Cota não é a solução

Ações afirmativas são necessárias para diminuir as desigualdades sociais. Elas dão condições a pessoas que, por alguma razão, competem em desvantagem em relação a outras por oportunidade de estudo ou trabalho. Eis a razão por que foi fixada uma cota para deficientes no mercado de trabalho. Empresas com mais de 100 empregados são obrigadas, por lei, a destinar de 2% a 5% das vagas aos física ou mentalmente desfavorecidos na disputa com os demais candidatos. A medida, justa, mereceu o aplauso da sociedade.

O mesmo reconhecimento não pode ser estendido a outra iniciativa da Câmara dos Deputados. A Comissão de Constituição e Justiça aprovou projeto que reserva 10% das vagas das escolas do ensino médio e das universidades públicas — federais, estaduais e municipais — a brasileiros que apresentem deficiência. Com caráter terminativo, a decisão não será alvo de discussão em plenário. Passa, agora, para o crivo do Senado.

Espera-se que a casa revisora dê a transparência  necessária ao texto. É importante justificar o percentual destinado à reserva. Por que o número é tão superior ao previsto para o mercado de trabalho? Vale lembrar que o projeto inicial fixava o índice nos 5%. De acordo com o IBGE, 14,5% dos 190 milhões de brasileiros apresentam algum tipo de deficiência.

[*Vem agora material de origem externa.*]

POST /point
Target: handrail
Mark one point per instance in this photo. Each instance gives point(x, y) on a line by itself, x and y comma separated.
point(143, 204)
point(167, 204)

Algumas leves, outras severas. Não seria o caso de especificar quem será beneficiado? Com o conceito tão amplo, abre-se espaço para injustiças e fraudes. Além dos 10% das vagas em questão, as universidades públicas correm o risco de destinar 50% dos assentos a candidatos a cotas raciais e sociais. Se aprovado o projeto no Senado, apenas 40% dos alunos entrarão no ensino superior pelo critério da meritocracia. É preocupante. Em primeiro lugar, porque compromete a excelência da seleção. Uma das razões de as instituições mantidas pelo governo apresentarem melhor desempenho que as particulares reside no recrutamento.

Estudantes com base sólida têm condições de avançar na aquisição de conteúdos e desenvolvimento de pesquisas. Em segundo lugar, porque há o risco de considerar a cota panacéia capaz de tapar as deficiências da escola pública. O resultado do Exame Nacional do Ensino Médio (Enem), divulgado na semana passada, comprovou, mais uma vez, a tragédia do ensino ministrado pelas instituições estaduais e municipais, incapazes de fazer frente ao desafio de preparar a clientela para enfrentar as exigências do mercado. Em vez de paliativos, impõe- se olhar o problema de frente. Já passou a hora de dar resposta eficaz para exigência antiga — a única capaz de efetivamente tratar ricos e pobres com justiça. Quem frequenta a escola tem o direito de aprender e habilitar-se a conquistar uma vaga na melhor universidade do país.